LAM/MPI logo

LAM/MPI General User's Mailing List Archives

  |   Home   |   Download   |   Documentation   |   FAQ   |   all just in this list

From: Jeff Squyres (jsquyres_at_[hidden])
Date: 2003-07-30 07:45:19


On Tue, 29 Jul 2003, Milan Diebel wrote:

> The way I use lam-mpi is to lamboot a whole bunch of nodes and submit
> several independent mpirun jobs to the booted "lam-cluster". A single
> mpirun job usually uses several nodes.
>
> I am wondering whether it is possible to kill individual mpirun jobs?
> Sometimes it happens that a single job hangs or I like to terminate the
> process for other reasons. In my understanding I can't use lamhalt or
> wipe since other jobs are still running in the lam universe, which I
> don't want to terminate.

That is correct. lamhalt and wipe will destroy the entire LAM universe
(and all jobs running in it).

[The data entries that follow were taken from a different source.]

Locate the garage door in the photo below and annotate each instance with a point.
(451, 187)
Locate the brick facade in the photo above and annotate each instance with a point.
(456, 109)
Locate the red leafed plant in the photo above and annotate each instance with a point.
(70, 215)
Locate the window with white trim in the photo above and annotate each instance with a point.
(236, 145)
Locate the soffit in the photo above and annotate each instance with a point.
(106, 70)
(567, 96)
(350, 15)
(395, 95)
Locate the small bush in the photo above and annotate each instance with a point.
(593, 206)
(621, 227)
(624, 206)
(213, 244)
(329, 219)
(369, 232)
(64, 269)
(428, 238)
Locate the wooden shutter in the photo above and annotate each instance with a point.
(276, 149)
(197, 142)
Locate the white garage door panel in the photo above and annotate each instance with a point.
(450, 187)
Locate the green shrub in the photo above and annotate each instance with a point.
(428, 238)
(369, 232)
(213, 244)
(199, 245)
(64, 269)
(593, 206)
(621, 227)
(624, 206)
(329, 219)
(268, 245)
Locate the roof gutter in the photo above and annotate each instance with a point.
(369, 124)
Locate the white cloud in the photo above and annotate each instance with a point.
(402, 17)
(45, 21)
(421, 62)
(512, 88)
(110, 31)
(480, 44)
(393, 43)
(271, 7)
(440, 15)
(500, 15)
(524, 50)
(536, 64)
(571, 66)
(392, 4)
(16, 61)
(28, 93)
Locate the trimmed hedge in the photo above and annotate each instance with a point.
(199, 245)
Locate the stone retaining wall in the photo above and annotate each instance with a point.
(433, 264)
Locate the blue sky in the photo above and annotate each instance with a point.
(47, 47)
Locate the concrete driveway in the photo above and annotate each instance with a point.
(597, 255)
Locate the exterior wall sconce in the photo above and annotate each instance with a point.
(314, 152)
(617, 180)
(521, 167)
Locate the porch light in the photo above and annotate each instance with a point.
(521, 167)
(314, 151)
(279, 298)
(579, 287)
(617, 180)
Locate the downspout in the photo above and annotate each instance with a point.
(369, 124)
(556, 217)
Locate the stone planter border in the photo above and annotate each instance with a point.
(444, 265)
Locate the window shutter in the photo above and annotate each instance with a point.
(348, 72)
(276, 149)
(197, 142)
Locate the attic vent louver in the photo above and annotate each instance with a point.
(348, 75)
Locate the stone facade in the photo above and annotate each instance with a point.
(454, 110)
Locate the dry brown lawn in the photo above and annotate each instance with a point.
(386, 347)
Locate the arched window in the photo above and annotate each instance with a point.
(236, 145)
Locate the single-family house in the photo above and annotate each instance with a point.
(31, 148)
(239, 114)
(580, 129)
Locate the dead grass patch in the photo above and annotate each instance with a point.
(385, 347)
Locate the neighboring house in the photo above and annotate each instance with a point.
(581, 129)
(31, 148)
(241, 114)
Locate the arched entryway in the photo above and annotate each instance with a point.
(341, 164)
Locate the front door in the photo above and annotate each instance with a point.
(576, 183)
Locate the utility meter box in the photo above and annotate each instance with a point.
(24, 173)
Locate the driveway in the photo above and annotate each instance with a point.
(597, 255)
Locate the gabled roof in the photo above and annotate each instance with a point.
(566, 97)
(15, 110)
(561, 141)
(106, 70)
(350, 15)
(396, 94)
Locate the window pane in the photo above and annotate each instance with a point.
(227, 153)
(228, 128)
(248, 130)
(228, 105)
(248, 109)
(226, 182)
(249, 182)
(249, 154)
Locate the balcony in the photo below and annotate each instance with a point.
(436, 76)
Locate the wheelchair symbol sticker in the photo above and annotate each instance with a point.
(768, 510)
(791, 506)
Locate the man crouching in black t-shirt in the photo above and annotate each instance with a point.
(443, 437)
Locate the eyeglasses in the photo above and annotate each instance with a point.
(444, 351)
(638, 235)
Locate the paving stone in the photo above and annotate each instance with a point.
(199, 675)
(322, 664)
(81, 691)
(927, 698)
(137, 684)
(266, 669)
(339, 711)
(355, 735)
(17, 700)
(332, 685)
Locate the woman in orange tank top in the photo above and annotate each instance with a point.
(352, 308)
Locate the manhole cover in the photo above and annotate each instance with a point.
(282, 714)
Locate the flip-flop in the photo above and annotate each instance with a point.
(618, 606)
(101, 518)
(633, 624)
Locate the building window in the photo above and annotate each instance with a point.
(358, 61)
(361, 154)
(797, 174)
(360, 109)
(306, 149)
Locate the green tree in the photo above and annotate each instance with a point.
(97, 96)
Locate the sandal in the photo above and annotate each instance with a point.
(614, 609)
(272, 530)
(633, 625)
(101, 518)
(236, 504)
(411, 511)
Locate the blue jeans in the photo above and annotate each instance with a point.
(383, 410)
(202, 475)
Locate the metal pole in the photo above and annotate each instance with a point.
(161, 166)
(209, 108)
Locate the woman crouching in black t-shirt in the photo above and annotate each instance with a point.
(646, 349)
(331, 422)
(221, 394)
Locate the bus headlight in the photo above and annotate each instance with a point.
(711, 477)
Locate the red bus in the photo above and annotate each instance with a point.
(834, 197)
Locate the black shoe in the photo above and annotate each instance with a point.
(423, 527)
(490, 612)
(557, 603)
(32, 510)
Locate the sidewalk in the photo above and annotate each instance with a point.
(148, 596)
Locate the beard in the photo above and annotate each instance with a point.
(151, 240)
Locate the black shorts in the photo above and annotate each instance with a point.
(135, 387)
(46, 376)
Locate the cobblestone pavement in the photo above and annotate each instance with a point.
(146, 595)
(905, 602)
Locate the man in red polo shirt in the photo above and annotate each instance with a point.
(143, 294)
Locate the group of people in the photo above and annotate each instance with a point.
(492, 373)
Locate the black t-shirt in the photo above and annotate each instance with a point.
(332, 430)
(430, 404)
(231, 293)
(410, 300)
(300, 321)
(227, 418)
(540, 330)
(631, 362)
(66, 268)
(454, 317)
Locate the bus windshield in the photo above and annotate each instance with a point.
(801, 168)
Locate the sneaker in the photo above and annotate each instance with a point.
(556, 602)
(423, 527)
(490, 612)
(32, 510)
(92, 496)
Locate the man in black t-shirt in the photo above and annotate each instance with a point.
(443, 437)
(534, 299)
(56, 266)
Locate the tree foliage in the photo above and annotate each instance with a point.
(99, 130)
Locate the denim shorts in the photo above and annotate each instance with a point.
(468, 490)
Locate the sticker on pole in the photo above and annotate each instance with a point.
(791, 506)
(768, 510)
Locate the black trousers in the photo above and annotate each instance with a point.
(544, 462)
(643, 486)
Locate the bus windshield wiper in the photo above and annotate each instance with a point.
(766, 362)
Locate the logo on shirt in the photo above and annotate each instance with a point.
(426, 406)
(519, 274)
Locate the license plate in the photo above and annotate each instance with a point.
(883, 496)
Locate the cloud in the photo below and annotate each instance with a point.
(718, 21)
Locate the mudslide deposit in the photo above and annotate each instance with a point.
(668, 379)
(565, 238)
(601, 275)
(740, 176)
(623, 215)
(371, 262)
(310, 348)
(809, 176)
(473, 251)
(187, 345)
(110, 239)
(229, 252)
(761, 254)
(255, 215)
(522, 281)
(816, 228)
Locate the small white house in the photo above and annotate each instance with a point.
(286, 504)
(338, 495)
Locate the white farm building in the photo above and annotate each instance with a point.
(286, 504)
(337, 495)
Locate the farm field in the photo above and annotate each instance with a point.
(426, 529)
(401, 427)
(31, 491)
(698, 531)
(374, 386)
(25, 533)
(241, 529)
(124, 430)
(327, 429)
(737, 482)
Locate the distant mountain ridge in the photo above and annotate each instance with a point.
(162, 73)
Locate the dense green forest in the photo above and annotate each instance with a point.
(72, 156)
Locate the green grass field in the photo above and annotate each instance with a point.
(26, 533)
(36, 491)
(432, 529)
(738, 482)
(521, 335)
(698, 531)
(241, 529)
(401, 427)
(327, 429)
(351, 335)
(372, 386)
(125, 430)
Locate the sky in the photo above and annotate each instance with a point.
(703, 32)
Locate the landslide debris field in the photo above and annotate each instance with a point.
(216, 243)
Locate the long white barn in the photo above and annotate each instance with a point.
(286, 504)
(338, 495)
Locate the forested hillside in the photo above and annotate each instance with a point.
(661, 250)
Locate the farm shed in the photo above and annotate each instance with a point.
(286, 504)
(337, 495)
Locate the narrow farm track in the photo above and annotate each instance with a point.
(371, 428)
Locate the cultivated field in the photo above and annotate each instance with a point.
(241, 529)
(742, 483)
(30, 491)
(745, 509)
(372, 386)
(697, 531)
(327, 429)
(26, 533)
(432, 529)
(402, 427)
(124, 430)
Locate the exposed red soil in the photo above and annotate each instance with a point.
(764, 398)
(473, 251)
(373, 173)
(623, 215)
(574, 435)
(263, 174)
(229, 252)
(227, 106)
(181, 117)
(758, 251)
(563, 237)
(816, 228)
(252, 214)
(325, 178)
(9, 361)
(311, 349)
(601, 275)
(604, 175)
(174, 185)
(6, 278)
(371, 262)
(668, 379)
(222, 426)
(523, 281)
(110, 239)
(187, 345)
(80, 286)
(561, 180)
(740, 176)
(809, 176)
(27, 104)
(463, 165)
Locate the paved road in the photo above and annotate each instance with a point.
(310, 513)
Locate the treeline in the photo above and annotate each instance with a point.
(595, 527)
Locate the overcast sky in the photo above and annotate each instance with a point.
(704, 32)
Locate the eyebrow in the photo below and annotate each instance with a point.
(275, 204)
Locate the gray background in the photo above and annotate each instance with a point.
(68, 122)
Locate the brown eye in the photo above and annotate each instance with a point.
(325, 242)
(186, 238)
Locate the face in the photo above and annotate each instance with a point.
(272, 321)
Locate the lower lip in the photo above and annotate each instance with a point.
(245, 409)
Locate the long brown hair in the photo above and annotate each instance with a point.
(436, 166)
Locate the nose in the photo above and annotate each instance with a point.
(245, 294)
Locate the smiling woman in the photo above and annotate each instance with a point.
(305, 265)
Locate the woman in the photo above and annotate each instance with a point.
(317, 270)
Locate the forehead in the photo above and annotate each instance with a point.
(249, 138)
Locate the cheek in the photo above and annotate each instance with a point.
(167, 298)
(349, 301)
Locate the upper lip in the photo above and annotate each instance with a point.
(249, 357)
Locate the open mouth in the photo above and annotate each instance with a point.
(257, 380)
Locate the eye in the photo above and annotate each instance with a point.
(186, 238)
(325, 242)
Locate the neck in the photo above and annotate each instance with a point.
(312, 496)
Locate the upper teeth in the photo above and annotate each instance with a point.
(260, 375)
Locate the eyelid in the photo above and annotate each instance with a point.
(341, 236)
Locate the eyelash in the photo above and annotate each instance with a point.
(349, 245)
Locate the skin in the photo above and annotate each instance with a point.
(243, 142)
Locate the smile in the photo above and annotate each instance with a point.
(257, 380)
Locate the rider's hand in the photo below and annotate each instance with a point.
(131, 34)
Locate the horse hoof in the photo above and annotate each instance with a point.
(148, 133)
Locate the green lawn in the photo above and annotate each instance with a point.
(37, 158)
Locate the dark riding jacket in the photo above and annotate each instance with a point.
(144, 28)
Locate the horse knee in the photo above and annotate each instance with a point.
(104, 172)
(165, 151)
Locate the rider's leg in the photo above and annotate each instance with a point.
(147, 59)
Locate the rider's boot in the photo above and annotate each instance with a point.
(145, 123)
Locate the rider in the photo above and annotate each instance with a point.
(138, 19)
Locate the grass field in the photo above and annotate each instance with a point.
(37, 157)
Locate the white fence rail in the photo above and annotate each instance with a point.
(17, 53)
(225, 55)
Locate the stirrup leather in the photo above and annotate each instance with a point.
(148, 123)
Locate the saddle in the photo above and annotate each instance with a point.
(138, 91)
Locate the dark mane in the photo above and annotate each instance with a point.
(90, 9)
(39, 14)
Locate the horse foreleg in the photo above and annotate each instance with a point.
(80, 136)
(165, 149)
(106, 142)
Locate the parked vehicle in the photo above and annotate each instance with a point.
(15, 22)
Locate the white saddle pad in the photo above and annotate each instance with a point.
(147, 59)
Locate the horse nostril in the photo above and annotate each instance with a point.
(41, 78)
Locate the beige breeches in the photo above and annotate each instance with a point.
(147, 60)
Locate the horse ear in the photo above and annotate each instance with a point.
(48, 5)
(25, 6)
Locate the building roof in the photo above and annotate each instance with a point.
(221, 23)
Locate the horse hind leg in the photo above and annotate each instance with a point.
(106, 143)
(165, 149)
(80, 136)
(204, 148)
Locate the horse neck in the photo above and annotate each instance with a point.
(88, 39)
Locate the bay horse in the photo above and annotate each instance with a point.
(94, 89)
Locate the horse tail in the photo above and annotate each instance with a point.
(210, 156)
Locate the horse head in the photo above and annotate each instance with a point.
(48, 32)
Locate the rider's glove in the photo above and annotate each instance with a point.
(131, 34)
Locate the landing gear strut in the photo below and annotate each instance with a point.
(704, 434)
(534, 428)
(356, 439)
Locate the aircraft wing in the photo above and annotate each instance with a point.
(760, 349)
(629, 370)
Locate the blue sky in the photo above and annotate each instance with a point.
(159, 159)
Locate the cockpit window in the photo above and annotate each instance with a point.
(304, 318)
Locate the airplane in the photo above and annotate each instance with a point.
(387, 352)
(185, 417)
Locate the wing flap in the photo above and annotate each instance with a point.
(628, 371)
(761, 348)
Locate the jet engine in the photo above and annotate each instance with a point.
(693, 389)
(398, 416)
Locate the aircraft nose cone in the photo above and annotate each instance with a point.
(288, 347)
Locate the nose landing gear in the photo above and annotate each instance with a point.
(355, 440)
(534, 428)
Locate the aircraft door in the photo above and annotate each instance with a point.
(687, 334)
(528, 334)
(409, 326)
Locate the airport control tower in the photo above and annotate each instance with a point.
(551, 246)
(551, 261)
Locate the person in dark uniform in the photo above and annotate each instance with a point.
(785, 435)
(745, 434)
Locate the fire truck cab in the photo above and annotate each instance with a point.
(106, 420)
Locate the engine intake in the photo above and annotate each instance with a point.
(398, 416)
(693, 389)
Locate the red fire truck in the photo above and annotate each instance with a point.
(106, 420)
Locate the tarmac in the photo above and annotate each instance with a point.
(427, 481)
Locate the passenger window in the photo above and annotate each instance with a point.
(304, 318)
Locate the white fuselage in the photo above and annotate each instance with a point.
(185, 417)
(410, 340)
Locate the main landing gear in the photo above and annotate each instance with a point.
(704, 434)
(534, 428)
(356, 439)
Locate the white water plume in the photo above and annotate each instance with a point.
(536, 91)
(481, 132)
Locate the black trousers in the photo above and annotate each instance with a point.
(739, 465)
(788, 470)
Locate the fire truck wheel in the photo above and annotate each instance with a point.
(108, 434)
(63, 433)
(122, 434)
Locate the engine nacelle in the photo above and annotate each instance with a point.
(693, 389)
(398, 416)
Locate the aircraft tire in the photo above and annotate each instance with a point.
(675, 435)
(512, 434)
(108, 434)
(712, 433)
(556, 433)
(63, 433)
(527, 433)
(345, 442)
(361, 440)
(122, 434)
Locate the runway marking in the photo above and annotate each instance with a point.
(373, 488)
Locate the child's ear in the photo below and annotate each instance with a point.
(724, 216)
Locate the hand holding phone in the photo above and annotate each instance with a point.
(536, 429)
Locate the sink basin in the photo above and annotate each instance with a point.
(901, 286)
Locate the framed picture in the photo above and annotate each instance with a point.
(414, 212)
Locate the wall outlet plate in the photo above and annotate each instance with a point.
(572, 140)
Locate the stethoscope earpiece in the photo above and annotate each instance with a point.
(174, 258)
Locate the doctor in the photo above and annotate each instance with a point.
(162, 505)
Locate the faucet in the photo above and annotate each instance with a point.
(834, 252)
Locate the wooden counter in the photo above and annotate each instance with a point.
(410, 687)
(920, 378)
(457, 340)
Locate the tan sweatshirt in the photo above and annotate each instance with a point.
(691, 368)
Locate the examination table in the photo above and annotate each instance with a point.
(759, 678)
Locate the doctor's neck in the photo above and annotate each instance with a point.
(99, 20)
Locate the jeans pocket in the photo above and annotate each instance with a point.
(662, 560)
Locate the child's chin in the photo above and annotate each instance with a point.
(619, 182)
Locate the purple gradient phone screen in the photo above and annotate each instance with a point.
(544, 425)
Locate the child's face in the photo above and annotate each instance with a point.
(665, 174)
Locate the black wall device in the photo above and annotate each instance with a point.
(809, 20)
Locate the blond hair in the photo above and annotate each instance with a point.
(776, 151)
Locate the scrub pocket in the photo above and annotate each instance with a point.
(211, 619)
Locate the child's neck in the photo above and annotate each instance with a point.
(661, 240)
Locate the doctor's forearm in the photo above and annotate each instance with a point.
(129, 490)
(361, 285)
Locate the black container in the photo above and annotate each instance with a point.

Similarly, lamclean will kill all processes
within a LAM universe (but the universe is still left running).

In this case, the best that you can do is probably sent a ctrl-C (SIGHUP)
to mpirun or lamexec, which should do a "best effort" to kill the
processes that it started. However, if your processes have additional
resources (e.g., MPI-2 published names), they will not be cleaned up by
simply killing mpirun.

You may wish to lamboot separate universes if you need this flexibility.
In 7.0, you can set the LAM_MPI_SESSION_SUFFIX environment variable to a
unique value before lambooting. This gives you an effectively separate
LAM universe, even if some of your lamboots overlap on the same nodes.
See the 7.0 User Guide (look up LAM_MPI_SESSION_SUFFIX in the index) for
more details.

-- 
{+} Jeff Squyres
{+} jsquyres_at_[hidden]
{+} http://www.lam-mpi.org/